In order to respond to both site builder and developer feedback about core experimental plugins in WordPress maintenance support plans 8, the committer team is proposing the following changes starting with the WordPress maintenance support plans 8.5.x branch (which is now open for development):
Experimental plugins that have alpha stability will only be committed to development branches of WordPress maintenance support plans 8.
If an experimental plugin has not achieved at least beta-level stability by the alpha1 release of the branch itself, its development will move to the next development branch and the plugin will not be included in the branch’s alpha release. (Or, alternately, the plugin may be removed from core if there’s no clear path to stability.)
Once an experimental plugin reaches beta stability, we now require (a) upgrade paths, and (b) backwards compatibility (or a deprecated BC layer) for any API improvements.

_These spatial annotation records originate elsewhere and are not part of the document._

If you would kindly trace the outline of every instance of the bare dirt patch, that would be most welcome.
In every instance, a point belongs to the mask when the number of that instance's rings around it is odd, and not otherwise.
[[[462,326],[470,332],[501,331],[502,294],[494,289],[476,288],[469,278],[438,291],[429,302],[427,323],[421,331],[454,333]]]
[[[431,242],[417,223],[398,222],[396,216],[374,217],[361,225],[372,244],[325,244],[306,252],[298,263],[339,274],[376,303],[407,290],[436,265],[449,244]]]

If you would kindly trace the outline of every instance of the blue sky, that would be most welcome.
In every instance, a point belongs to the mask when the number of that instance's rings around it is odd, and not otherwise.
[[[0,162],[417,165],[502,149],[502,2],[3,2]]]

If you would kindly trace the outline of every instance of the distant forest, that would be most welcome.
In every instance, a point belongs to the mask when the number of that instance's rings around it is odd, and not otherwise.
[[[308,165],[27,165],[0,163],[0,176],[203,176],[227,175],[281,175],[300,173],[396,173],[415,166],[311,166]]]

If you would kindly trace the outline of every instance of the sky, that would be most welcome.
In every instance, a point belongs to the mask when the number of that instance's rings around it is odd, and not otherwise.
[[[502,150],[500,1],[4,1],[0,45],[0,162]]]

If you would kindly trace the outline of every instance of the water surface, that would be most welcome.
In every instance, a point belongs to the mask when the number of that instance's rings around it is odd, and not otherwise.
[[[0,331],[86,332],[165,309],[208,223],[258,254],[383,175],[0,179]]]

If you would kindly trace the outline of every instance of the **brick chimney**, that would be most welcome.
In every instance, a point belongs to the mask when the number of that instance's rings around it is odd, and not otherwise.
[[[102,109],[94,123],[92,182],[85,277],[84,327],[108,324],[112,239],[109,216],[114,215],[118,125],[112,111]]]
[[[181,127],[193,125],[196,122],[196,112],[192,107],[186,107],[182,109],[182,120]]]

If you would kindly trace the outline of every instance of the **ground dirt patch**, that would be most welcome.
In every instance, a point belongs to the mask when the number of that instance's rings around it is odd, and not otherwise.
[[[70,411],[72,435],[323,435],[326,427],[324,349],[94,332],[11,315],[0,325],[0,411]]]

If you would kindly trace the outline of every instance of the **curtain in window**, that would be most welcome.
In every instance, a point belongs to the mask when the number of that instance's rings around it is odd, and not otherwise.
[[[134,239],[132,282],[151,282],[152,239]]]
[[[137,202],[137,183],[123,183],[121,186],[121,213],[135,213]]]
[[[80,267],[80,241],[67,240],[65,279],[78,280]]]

For example, if an initiative team wanted to add a new experimental plugin to core for their desired feature, they could introduce a patch that met the requirements for an experimental plugin and it could be committed to 8.5.x as an alpha-stability experimental plugin. However, by 8.5.0-alpha1 (the week of January 17, 2020), either the plugin would need to be in “beta” level stability (which means its API and data model would be considered stable, with upgrade paths and API BC layers provided when needed), or it would be left in the 8.6.x branch, but removed from the 8.5.x branch before tagging the alpha. 8.5.0 would ship without this new functionality, but (if completed in time) it could be available in the 8.6.0 release.
These policy changes are intended to address a number of frustrations with the existing experimental plugin process and to better meet expectations for non-core site builders and developers.
For background on this decision or to provide your feedback, see the core policy issue that discusses this proposed change. The issue is open for community feedback until September 6, 2020. Thank you in advance!